Le président ukrainien a salué sur Twitter les "vrais mots d'un vrai leader", car "appeler les choses par leur nom est esentiel pour s'opposer au mal", tout en réclamant "en toute urgence plus d'armes lourdes".
Accusé de génocide, Vladimir Poutine a vu le même jour un de ses proches, le député et hommes d'affaires Viktor Medvedtchouk, arrêté par les autorités ukrainiennes, qui ont même diffusé une photo de lui menotté.
Ce riche Ukrainien de 67 ans est connu pour ses liens avec M. Poutine qui est, selon l'intéressé, le parrain de l'une de ses filles. Il avait pris la fuite fin février alors qu'il était assigné à résidence depuis mai 2021 après avoir été inculpé de "haute trahison" et de "tentative de pillage de ressources naturelles en Crimée", la péninsule ukrainienne annexée par la Russie en 2014.
Le porte-parole du Kremlin, Dmitri Peskov, a refusé de commenter son arrestation aux agences de presse russes, affirmant qu'"il y a beaucoup de +fake+ venant d'Ukraine" et disant que "cela doit d'abord être vérifié".
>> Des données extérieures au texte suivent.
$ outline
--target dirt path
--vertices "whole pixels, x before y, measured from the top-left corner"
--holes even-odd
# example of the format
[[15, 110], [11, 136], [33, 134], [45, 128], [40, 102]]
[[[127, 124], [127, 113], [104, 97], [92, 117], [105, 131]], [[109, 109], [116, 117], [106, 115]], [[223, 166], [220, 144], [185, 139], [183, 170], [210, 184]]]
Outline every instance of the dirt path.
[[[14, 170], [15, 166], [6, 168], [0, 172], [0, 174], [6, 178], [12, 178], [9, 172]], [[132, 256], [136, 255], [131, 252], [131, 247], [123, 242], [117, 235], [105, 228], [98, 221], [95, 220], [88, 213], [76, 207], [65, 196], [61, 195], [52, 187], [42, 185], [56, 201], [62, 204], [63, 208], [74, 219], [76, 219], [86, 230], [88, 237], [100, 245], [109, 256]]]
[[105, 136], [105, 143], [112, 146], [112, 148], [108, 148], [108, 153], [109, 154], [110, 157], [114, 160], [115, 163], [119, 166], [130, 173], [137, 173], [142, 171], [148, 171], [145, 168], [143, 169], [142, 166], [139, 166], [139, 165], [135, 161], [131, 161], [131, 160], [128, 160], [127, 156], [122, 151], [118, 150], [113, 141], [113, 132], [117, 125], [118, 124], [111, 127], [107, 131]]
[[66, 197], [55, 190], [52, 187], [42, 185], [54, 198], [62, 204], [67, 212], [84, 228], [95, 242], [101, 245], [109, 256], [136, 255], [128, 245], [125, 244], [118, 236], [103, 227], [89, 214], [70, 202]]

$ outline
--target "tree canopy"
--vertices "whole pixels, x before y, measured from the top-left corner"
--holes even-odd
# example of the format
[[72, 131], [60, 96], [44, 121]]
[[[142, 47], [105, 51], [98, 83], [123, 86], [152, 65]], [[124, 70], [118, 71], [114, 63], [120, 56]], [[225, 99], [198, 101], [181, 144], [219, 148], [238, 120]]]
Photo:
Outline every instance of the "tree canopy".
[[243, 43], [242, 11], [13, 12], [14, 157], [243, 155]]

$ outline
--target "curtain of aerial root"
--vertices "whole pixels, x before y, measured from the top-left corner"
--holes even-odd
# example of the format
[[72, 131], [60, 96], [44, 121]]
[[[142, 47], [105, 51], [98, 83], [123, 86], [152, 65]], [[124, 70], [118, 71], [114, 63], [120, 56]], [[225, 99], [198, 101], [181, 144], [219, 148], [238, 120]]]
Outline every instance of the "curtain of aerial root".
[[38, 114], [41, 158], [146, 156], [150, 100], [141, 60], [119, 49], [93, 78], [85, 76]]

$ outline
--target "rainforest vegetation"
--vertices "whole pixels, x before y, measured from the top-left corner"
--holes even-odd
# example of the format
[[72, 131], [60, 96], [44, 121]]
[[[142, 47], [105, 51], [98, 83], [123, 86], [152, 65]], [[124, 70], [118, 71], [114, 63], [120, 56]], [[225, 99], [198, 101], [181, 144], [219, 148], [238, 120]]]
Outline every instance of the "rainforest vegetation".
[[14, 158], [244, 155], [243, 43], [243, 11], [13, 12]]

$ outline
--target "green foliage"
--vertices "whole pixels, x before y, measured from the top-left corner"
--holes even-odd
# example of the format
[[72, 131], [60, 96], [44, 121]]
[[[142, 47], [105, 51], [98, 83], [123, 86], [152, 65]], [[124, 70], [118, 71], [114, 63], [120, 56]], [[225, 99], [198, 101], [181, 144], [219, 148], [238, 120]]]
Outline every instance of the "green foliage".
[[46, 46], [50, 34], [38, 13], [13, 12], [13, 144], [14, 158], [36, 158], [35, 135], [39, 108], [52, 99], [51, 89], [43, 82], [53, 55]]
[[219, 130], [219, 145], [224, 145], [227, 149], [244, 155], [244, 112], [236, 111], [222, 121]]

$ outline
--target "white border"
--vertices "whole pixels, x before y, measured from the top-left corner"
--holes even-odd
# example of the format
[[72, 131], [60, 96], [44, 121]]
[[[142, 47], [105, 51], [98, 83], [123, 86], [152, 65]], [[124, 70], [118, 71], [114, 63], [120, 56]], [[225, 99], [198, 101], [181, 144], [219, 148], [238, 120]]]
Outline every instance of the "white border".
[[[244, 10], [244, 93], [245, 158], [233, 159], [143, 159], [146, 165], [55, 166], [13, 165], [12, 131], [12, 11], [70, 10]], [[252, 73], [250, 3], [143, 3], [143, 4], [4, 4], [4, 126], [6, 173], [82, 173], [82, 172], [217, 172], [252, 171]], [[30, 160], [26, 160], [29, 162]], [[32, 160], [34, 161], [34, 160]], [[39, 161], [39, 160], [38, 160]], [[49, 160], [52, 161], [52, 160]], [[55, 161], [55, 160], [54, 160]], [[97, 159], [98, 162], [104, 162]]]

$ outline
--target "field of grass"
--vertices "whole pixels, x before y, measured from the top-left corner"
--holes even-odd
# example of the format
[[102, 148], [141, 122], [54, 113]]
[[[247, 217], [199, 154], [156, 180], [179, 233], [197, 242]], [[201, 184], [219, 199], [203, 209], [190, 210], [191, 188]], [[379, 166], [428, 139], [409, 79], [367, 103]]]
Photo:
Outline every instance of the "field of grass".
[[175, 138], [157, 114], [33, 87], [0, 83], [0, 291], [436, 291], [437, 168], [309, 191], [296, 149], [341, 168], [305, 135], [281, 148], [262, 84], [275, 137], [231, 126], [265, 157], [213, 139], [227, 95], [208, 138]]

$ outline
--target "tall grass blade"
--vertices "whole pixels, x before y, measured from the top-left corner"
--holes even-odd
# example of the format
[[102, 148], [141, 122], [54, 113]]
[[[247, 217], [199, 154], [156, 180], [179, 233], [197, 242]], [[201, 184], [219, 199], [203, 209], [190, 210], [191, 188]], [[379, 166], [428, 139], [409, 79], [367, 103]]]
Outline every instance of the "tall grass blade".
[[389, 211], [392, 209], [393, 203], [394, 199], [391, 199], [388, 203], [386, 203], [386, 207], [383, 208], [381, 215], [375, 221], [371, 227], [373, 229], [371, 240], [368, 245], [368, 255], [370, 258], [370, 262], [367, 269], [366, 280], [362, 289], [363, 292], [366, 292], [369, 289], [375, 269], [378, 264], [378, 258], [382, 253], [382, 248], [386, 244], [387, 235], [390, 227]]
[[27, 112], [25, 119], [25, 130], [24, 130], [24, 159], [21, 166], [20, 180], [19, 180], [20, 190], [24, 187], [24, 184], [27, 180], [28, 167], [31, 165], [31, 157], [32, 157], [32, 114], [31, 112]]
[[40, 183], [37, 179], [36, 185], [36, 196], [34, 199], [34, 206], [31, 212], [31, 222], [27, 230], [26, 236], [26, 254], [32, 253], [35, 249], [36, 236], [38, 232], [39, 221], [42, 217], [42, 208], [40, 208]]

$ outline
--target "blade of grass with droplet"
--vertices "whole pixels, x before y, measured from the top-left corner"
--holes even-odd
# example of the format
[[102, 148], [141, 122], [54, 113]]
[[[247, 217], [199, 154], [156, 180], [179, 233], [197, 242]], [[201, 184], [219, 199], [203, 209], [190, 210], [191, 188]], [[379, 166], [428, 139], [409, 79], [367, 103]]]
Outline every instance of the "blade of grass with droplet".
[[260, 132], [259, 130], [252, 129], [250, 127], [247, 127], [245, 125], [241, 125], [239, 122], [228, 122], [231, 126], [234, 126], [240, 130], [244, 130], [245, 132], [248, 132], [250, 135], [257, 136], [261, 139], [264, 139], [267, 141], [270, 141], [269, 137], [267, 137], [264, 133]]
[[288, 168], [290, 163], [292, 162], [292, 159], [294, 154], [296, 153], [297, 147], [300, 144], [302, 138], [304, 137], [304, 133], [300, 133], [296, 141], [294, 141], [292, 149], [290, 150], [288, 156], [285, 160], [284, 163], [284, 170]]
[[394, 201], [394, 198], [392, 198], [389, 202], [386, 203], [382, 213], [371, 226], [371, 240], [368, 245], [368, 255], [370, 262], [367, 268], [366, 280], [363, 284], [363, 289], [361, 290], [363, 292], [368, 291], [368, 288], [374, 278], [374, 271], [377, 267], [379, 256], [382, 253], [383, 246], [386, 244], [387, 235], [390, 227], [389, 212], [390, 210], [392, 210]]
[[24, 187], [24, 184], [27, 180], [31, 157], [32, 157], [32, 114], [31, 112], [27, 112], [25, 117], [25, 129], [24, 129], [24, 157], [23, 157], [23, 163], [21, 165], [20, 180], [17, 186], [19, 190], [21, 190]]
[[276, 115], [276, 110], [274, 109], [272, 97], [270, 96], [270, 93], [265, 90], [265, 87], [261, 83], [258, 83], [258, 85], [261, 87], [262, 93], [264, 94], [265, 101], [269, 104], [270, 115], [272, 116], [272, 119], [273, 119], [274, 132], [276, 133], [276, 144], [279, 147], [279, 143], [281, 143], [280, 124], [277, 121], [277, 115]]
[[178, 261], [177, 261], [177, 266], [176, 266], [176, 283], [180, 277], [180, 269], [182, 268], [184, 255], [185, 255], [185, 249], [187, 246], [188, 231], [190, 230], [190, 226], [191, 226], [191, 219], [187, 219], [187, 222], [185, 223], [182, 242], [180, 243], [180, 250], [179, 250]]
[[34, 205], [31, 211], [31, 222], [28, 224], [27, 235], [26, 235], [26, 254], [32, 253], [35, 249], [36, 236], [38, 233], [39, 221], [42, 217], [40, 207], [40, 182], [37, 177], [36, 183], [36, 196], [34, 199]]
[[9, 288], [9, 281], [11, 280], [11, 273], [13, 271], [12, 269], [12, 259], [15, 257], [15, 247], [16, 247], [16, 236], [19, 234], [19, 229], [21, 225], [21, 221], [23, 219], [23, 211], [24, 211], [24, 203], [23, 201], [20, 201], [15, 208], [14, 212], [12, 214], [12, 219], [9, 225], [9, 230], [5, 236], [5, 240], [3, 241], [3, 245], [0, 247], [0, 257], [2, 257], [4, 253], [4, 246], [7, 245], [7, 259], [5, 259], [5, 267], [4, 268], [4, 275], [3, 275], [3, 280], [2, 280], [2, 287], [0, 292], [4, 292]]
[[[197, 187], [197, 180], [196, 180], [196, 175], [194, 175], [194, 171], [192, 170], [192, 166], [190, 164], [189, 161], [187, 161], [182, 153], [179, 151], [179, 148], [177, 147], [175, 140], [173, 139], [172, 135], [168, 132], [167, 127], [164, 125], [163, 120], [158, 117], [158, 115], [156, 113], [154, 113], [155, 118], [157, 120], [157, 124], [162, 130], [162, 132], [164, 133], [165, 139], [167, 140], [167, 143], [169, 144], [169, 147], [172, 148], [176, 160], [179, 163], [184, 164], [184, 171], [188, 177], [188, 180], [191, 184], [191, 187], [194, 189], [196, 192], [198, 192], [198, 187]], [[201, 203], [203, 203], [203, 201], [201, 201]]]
En soirée, M. Zelensky a proposé à Moscou d'"échanger" M. Medvedtchouk contre les Ukrainiens en captivité en Russie, alors que les pourparlers entre Kiev et la Russie sont au point mort. M. Poutine avait d'ailleurs estimé plus tôt mardi que le "manque de cohérence" des négociateurs ukrainiens empêchait tout accord.
- "Ils paieront" -
Sur le terrain, la situation continue de se dégrader.
Entre 20 et 22.000 personnes sont mortes dans la ville de Marioupol, a déclaré mardi Pavlo Kirilenko, gouverneur ukrainien de la région de Donetsk, lors d'un entretien avec la chaîne de télévision américaine CNN. Il a admis qu'il était toutefois "difficile d'évoquer un nombre de victimes", la ville faisant l'objet d'un blocus.
La ville, assiégée, est coupée du monde et bombardée depuis plus de 40 jours.
"La seule opération spéciale que Poutine a menée à bien est une opération spéciale visant à détruire Marioupol et à tuer des civils", a lancé dans la nuit de mardi à mercredi Vadym Boychenko, maire de la ville, sur Telegram.
"L'Allemagne fasciste en 1941 semblait invincible. Mais à la fin, le mal a été puni. Les criminels de guerre ont pourri dans les prisons ou ont été éliminés. Pendant des décennies, les Allemands ont payé des réparations. Il en sera de même avec la Russie. Ils paieront pour tout", a-t-il ajouté.
Prendre Marioupol permettrait aux Russes de consolider leurs gains territoriaux sur la bande côtière longeant la mer d'Azov en reliant la région du Donbass à la Crimée.
L'existence d'un vaste complexe métallurgique transformé en bastion par les forces ukrainiennes de Marioupol, avec des kilomètres de souterrains, promet une bataille acharnée pour le contrôle total de cette ville stratégique, voire le recours à des armes chimiques, envisagé par les séparatistes prorusses du Donbass.
Selon le secrétaire d'Etat américain Antony Blinken, "les forces russes pourraient utiliser différents agents anti-émeutes, notamment des gaz lacrymogènes mélangés avec des agents chimiques" face aux "combattants et civils ukrainiens" à Marioupol.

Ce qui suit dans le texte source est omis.